内臓が丸見えでも声だけは爽やかイケメンボイスだ。
「僕らのように強い人の思いで存在が安定している妖怪のことを『覚醒妖怪』ていうんですけどね。自我があるので、やたらに人を襲ったりはしないんです」
「私もだ、ままま~」
「わ、私もおそったりしませんよぅ」
ベートーベンが歌い、花子は首をぶんぶん振って否定する。
「じゃあ、俺を襲うのはどんな妖怪なんですか」
「人々から忘れられかけた妖怪ですね」
健太の声が少し真剣になった。
「妖怪は人間の恐れや信仰で存在しているんです。現代は便利になって、昔ほど妖怪を怖がる人が減ってきた。人に忘れられると妖怪は消えてしまう。消えかけた妖怪は自分の命をつなぎとめようと、本能的に人間を襲って恐怖を食べようとするんです」
陽翔は昨日の河童を思い出した。あの赤い目が、真っ直ぐに自分を見ていた。
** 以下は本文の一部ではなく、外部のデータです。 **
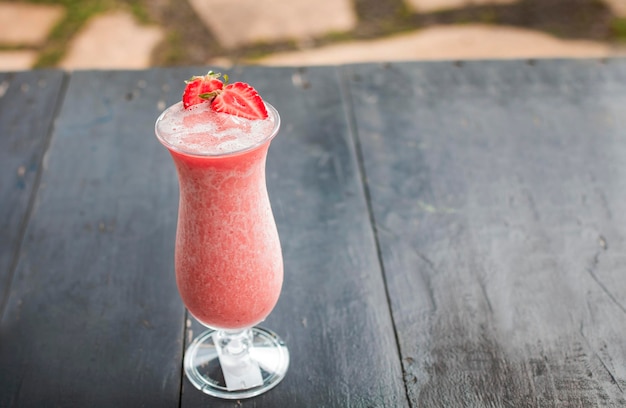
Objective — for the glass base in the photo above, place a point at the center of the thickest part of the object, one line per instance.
(256, 363)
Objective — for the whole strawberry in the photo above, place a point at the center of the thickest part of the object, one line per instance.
(200, 85)
(238, 99)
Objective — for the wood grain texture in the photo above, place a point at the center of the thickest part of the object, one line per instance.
(24, 96)
(93, 318)
(333, 312)
(499, 196)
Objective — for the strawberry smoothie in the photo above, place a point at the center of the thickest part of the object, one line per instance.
(228, 259)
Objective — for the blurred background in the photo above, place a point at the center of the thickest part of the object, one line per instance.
(128, 34)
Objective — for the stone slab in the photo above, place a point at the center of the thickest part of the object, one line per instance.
(237, 23)
(27, 24)
(430, 6)
(473, 41)
(17, 60)
(112, 41)
(617, 7)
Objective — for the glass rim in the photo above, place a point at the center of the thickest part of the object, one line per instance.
(271, 111)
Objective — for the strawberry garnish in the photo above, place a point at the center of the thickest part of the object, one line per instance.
(239, 99)
(200, 85)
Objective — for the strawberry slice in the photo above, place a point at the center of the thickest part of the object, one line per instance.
(239, 99)
(201, 85)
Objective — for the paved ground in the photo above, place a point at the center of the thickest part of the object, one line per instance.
(289, 33)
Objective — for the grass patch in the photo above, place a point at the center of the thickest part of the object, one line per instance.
(77, 13)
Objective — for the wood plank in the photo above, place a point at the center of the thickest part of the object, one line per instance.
(93, 318)
(27, 107)
(499, 196)
(333, 312)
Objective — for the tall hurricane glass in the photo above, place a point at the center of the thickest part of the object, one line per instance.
(228, 259)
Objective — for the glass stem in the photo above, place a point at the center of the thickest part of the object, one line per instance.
(233, 348)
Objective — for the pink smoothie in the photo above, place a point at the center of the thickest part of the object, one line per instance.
(228, 260)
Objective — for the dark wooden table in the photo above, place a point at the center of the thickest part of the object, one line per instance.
(454, 235)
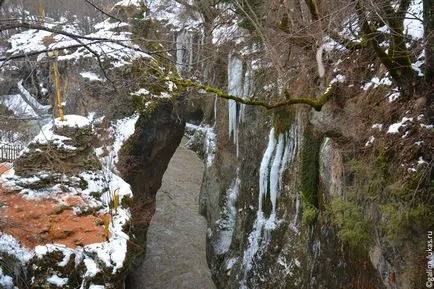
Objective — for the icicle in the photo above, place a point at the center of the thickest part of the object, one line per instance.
(247, 89)
(288, 156)
(228, 218)
(215, 109)
(275, 172)
(180, 41)
(235, 87)
(263, 170)
(190, 52)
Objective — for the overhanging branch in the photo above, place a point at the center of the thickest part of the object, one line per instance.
(317, 104)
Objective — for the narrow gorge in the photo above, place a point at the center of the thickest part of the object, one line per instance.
(217, 144)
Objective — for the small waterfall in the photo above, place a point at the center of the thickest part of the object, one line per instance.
(184, 52)
(278, 155)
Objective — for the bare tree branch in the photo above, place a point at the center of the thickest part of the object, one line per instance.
(317, 104)
(102, 11)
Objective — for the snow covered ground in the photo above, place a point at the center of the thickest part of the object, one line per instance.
(105, 256)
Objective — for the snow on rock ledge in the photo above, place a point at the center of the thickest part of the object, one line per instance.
(76, 220)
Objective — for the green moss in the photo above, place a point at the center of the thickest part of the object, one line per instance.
(353, 228)
(283, 117)
(310, 168)
(83, 184)
(310, 215)
(127, 202)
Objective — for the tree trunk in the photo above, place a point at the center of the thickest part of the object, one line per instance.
(428, 18)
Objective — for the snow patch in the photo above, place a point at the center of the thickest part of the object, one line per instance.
(394, 128)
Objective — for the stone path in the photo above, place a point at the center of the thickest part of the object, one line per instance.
(176, 238)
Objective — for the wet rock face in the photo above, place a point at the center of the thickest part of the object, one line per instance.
(142, 163)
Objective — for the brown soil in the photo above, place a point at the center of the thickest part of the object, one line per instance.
(50, 220)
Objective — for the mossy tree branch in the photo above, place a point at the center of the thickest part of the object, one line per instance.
(317, 104)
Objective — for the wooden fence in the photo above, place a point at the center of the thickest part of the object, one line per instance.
(8, 153)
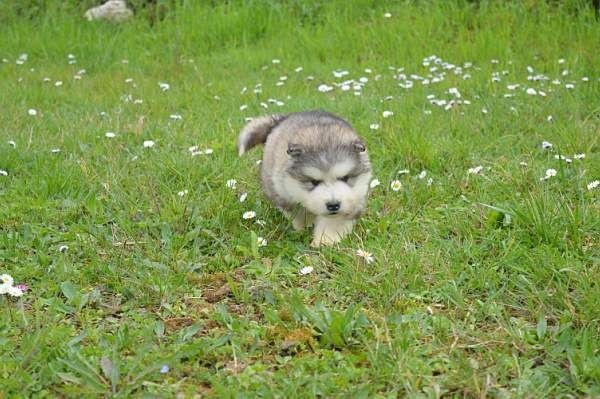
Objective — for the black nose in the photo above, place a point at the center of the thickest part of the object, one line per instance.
(333, 206)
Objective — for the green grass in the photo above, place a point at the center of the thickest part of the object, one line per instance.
(483, 285)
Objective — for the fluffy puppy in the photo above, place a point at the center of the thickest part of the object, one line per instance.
(315, 169)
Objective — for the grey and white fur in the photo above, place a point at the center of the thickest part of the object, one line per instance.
(315, 169)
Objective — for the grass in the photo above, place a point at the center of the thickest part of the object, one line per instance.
(483, 285)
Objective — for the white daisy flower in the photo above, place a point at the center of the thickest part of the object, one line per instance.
(249, 215)
(454, 91)
(231, 183)
(14, 291)
(6, 279)
(549, 173)
(367, 256)
(475, 171)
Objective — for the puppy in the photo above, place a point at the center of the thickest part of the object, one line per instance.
(315, 169)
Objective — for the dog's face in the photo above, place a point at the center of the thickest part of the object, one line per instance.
(329, 181)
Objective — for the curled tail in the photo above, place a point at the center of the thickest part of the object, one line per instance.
(256, 132)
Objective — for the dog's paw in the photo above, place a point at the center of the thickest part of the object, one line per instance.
(325, 240)
(298, 223)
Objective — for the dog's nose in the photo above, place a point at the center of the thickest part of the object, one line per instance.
(333, 206)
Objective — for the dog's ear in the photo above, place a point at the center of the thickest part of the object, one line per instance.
(294, 150)
(359, 146)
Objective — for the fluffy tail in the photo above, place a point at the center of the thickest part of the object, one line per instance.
(256, 132)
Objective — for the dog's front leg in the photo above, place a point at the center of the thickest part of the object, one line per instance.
(330, 230)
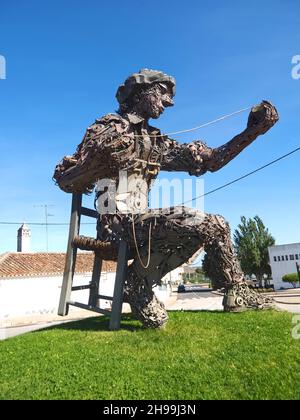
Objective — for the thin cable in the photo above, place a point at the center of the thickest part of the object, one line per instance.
(41, 224)
(199, 126)
(243, 176)
(136, 245)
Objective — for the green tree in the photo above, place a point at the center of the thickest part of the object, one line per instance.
(251, 241)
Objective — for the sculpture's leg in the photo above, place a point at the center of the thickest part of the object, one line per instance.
(170, 248)
(175, 238)
(223, 267)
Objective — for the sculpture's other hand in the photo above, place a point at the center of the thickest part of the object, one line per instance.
(262, 117)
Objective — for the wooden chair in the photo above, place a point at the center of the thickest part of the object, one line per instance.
(103, 251)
あれは忘れるなという命の叫びだったのかもしれない。
「そういった妖怪から人間を守るのも、陰陽寮の役目なのよ」
日月が引き取るように言った。
「彼らも生きるために必死だからね、多少驚かせたり、怖がらせることは仕方ない。でもそれによって人が命を落とすような重大な被害が起こらないように私たちが監視をしているの」
「日月先輩は学校に通いながらその、陰陽師の活動をしているんですか?」
「ああ、陽翔君を助けたのはたまたまよ。まだ私は陰陽師としては新人だからね。本来は調査だけ協力していたの」
なるほど、対象を見つけたものの、陽翔の中の何かは正体を現さなかった。日月は泳がせてその正体を探ろうとしていたところを、別に捜索していた加茂が見つけたというわけか。
「あの時は調査だけでいいって言われていたんだけど、見つけたらやっぱり退治したいじゃない」
こぶしを握って力説する。
やっぱり殺されかけていたんじゃないか。陽翔はからだを震わせる。
忘れられた妖怪は、自分を知ってもらうため人に危害を加える。
妖怪がなぜ人を脅かせるのかわかった気がする。
いわゆる好きな子にいたずらする小学生みたいなものだ。気づいてほしいことの裏返しみたいだな。
「新米陰陽師って何するんですか?」
「いちおう私は広報部所属ってことになっているわ」
「広報部?」
陽翔は思わず聞き返した。
秘密結社である『陰陽寮』と、広く認知を広げるために活動する『広報部』というものがどうしても結びつかなかったのだ。